We transfer the name and the original image (must be downloaded in advance via sdkmanager). If the error returned, add a flag -vto view the text.

Go to the emulator. First, check for the presence of emulator, platforms, platform-tools, system-images folders in the SDK directory. I created the platforms with my hands, the rest were created when installing packages via sdkmanager. Next, check the hardware acceleration. There must be such an answer.

$ANDROID_HOME/emulator/emulator -accel-check
KVM (version 12) is installed and usable.

If there is an access error /dev/kvm, then add the rights:

addgroup kvm
usermod -a -G kvm tc_agent
chown root:kvm /dev/kvm

Plus, I also needed to install QEMU: sudo apt-get install qemu-kvm
We do relogon and check the emulator again.

If everything is ok, then we try to run it. To see with our eyes, connect to the server via vnc. And run the emulator:

$ANDROID_HOME/emulator/emulator @avd_name

A window like this should appear:

During the tests we will run without graphics, so we add a parameter -no-window.

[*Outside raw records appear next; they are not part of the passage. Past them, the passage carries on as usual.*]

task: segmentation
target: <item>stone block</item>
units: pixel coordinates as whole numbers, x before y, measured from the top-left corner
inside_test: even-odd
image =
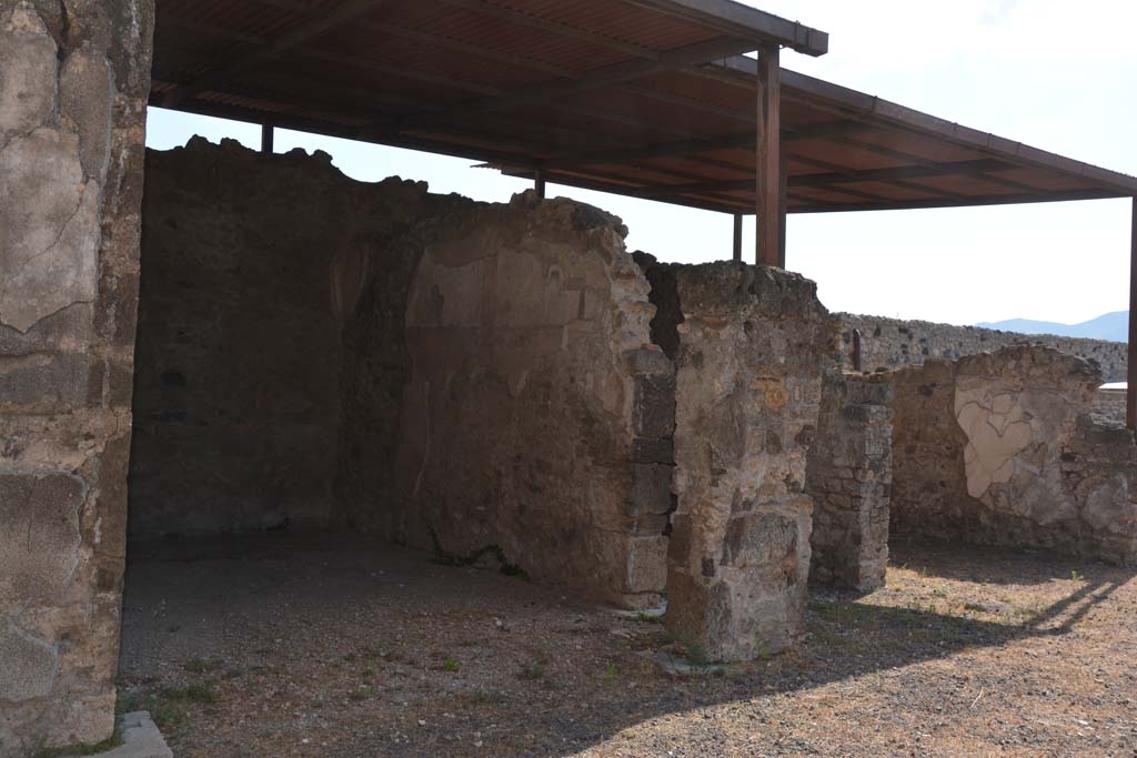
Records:
[[[76,352],[0,357],[0,410],[66,413],[88,403],[91,359]]]
[[[666,438],[638,436],[632,443],[632,460],[638,464],[675,463],[674,441]]]
[[[636,434],[671,438],[675,431],[675,377],[647,374],[636,377]]]
[[[51,117],[58,66],[55,40],[39,14],[6,10],[0,8],[0,144]]]
[[[0,666],[0,702],[23,702],[51,694],[57,659],[55,645],[13,626],[0,626],[0,660],[3,661]]]
[[[663,592],[667,584],[667,538],[633,538],[628,551],[628,592]]]
[[[78,566],[86,485],[72,474],[0,474],[0,599],[51,605]]]

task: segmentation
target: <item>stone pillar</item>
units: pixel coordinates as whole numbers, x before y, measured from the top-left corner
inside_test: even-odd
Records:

Customize build in TeamCity

We proceed to the final stage - setting up the autonomous launch of our tests. I have a 4 step build.

1. Run the emulator

nohup /var/opt/android-sdk/emulator/emulator @avd_name -no-snapshot-save -no-boot-anim -no-window -snapshot clean_snap_1 > start_emulator.log 2>&1&

Since the emulator “locks” the terminal, you need to untie the process with the help of the nohup utility (it’s possible and differently - you decide). Just in case, save the emulator log to a file start_emulator.log. To run the tests, I created a clean snapshot (how to do this, read here ) and added a key -no-snapshot-saveso that it would not be overwritten.

2. Waiting for the device to load.

adb wait-for-device shell 'while [[ -z $(getprop sys.boot_completed) ]]; do sleep 1; done;'

We first wait for the status wait-for-device, then wait in the loop when the variable sys.boot_completedreturns 1.

3. Run the tests. Here everything is individual, here is my example:

./gradlew clean connectedAndroidTest

4. Close the emulator. Here, so far, a simple termination process has been made.

kill -s 2 `pgrep qemu-system`

But it is better, of course, to memorize the process ID when creating an emulator. It will be necessary when we start running tests in several threads, which by chance does not “kill” the wrong process.

That's all, thank you for reading. If there are comments from more experienced colleagues, I will gladly make changes to the manual.